Zum Wissenschaftsjahr 2018
Radartechnik ermöglicht tiefe Einblicke ins Gletschereis

Radartechnik ermöglicht tiefe Einblicke ins Gletschereis

Neue Radartechnik für Gletscher

Neue Daten zur Sommerschmelze in Grönland und Antarktis erhofft

Die Gletscherschmelze lässt den Meeresspiegel ansteigen. Eine neue, satellitengestützte Messmethode soll künftig bisher unbekannte Daten dazu liefern und einen Blick ins Innere des Eispanzers ermöglichen.

Auf der Oberfläche der großen Gletscher in Grönland und der Antarktis bilden sich im Sommer zunehmend Schmelzwasserseen. Die Wassermassen bahnen sich fast immer einen Weg durch den Eispanzer und wirken dort wie ein Schmiermittel. Dadurch beschleunigt sich das Fließtempo der Gletscher. Die Folge: Immer mehr Eis rutscht in den Ozean und der Meeresspiegel steigt stärker. Eine neue Radartechnik könnte Wissenschaftlern nun umfassende Daten zu den Vorgängen rund um die Eismassen liefern.

Das Besondere an der Messmethode Tandem-L: Sie lässt Blicke tief in das Eis zu. Tandem-L „sendet Radarwellen mit einer Wellenlänge von 24 Zentimetern aus, die im Gegensatz zur bisherigen Satellitentechnik bis zu 100 Meter tief in Eis und Schnee eindringen“, erläutert Angelika Humbert vom Alfred-Wegener-Institut, Helmholtz-Zentrum für Polar- und Meeresforschung (AWI). Das AWI hat Experten vom Deutschen Zentrum für Luft- und Raumfahrt (DLR) bei der Entwicklung des neuen Radarkonzepts unterstützt, das auf einem tomographischen Verfahren basiert und auch das Eindringen des Schmelzwassers sichtbar machen kann.

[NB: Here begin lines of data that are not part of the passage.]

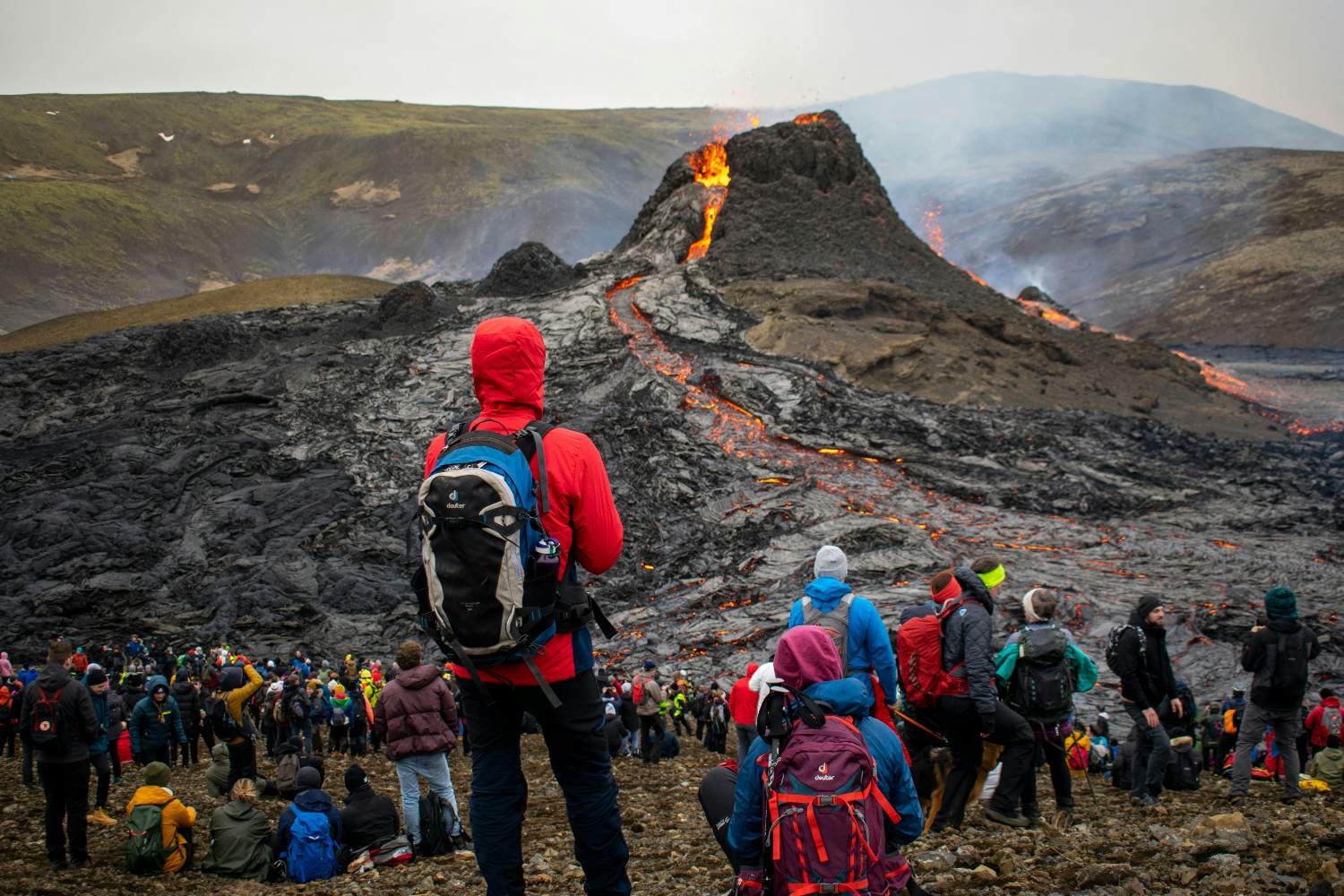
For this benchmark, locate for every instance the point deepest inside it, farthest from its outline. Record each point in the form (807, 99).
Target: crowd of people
(849, 742)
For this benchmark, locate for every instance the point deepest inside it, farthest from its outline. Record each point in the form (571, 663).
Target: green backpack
(145, 853)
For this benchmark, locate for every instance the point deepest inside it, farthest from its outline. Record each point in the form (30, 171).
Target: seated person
(616, 732)
(239, 837)
(1328, 764)
(806, 659)
(177, 821)
(368, 817)
(309, 799)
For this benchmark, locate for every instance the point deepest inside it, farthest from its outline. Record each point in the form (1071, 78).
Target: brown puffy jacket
(416, 713)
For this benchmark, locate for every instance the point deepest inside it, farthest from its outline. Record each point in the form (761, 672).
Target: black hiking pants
(650, 739)
(242, 762)
(577, 745)
(961, 727)
(1050, 750)
(66, 788)
(102, 769)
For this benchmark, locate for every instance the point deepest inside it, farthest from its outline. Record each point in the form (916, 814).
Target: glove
(750, 882)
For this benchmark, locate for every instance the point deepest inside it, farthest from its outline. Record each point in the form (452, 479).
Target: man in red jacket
(1325, 719)
(417, 719)
(508, 366)
(742, 702)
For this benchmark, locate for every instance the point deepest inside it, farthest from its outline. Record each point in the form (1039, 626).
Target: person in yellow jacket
(242, 750)
(177, 820)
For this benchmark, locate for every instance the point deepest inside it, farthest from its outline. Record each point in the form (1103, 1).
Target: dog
(932, 769)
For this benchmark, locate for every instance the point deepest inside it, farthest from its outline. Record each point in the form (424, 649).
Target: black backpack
(48, 729)
(1042, 688)
(1290, 662)
(222, 721)
(435, 826)
(1113, 646)
(1182, 770)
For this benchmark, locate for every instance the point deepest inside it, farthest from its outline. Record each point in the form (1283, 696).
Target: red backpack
(919, 661)
(825, 813)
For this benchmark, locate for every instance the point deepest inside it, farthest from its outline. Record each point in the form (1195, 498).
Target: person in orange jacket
(177, 820)
(742, 704)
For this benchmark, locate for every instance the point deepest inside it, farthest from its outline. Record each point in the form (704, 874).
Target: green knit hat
(1281, 603)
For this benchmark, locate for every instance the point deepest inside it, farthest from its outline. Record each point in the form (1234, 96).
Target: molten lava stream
(860, 484)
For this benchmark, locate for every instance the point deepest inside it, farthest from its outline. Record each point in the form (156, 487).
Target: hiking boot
(99, 817)
(1013, 820)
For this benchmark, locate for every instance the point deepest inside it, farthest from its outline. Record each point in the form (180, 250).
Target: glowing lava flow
(937, 242)
(711, 171)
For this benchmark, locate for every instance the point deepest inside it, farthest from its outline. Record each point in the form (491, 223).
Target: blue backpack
(483, 595)
(312, 852)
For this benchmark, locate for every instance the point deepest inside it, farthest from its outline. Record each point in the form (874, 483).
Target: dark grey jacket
(968, 641)
(1261, 657)
(75, 710)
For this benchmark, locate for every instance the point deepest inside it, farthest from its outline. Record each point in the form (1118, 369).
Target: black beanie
(308, 778)
(355, 778)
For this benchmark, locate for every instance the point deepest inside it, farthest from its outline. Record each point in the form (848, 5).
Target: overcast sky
(639, 53)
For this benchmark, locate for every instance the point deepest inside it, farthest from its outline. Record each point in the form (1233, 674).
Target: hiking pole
(927, 731)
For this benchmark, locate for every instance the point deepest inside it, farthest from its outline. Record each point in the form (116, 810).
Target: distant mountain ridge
(118, 199)
(973, 140)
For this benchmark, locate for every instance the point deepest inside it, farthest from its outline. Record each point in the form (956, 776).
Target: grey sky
(633, 53)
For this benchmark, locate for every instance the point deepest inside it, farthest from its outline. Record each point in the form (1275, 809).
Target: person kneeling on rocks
(830, 711)
(368, 818)
(239, 836)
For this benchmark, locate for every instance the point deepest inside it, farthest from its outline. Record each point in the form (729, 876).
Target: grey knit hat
(831, 563)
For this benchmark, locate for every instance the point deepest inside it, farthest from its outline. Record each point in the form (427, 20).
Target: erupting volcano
(820, 376)
(711, 171)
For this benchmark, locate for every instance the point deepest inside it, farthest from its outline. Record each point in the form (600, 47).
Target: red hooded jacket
(508, 373)
(742, 700)
(1314, 726)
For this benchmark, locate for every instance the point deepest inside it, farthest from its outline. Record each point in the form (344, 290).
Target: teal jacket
(1007, 659)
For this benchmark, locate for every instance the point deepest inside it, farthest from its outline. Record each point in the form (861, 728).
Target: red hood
(508, 367)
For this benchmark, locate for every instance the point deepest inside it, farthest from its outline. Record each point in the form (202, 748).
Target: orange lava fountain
(711, 171)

Um die Eisoberfläche in Grönland und der Antarktis zu vermessen und anhand der Höhenunterschiede die Eisverluste der Eisschilde zu berechnen, nutzten Gletscherforscher (Glaziologen) bislang sogenannte Altimeter. Diese tasten die Eisoberfläche mithilfe von Lasern oder Radar ab. Tandem-L macht erstmals auch den Blick in die Eispanzer hinein möglich. Eingesetzt werden sollen für die Mission zwei Satelliten, die jeweils mit einem L-Band-Radar ausgestattet werden und die Erdoberfläche auf einem 175 bis 350 Kilometer breiten Streifen abtasten sollen. „Tandem-L wird uns nicht nur die wichtigen Eisinformationen liefern, wir erhalten zum Beispiel auch dringend benötigte Daten zur globalen Waldbiomasse, zur Bodenfeuchte und zu den Meeresströmungen“, sagt die wissenschaftliche Koordinatorin der Satellitenmission, Irena Hajnsek vom Institut für Hochfrequenztechnik und Radarsysteme des DLR.

Ende November wird der Wissenschaftsrat über den Bau des Radars und den Start der gleichnamigen Satellitenmission beraten. Das Ergebnis der Begutachtung wird für Mitte 2017 erwartet; 2022 könnte Tandem-L dann loslegen.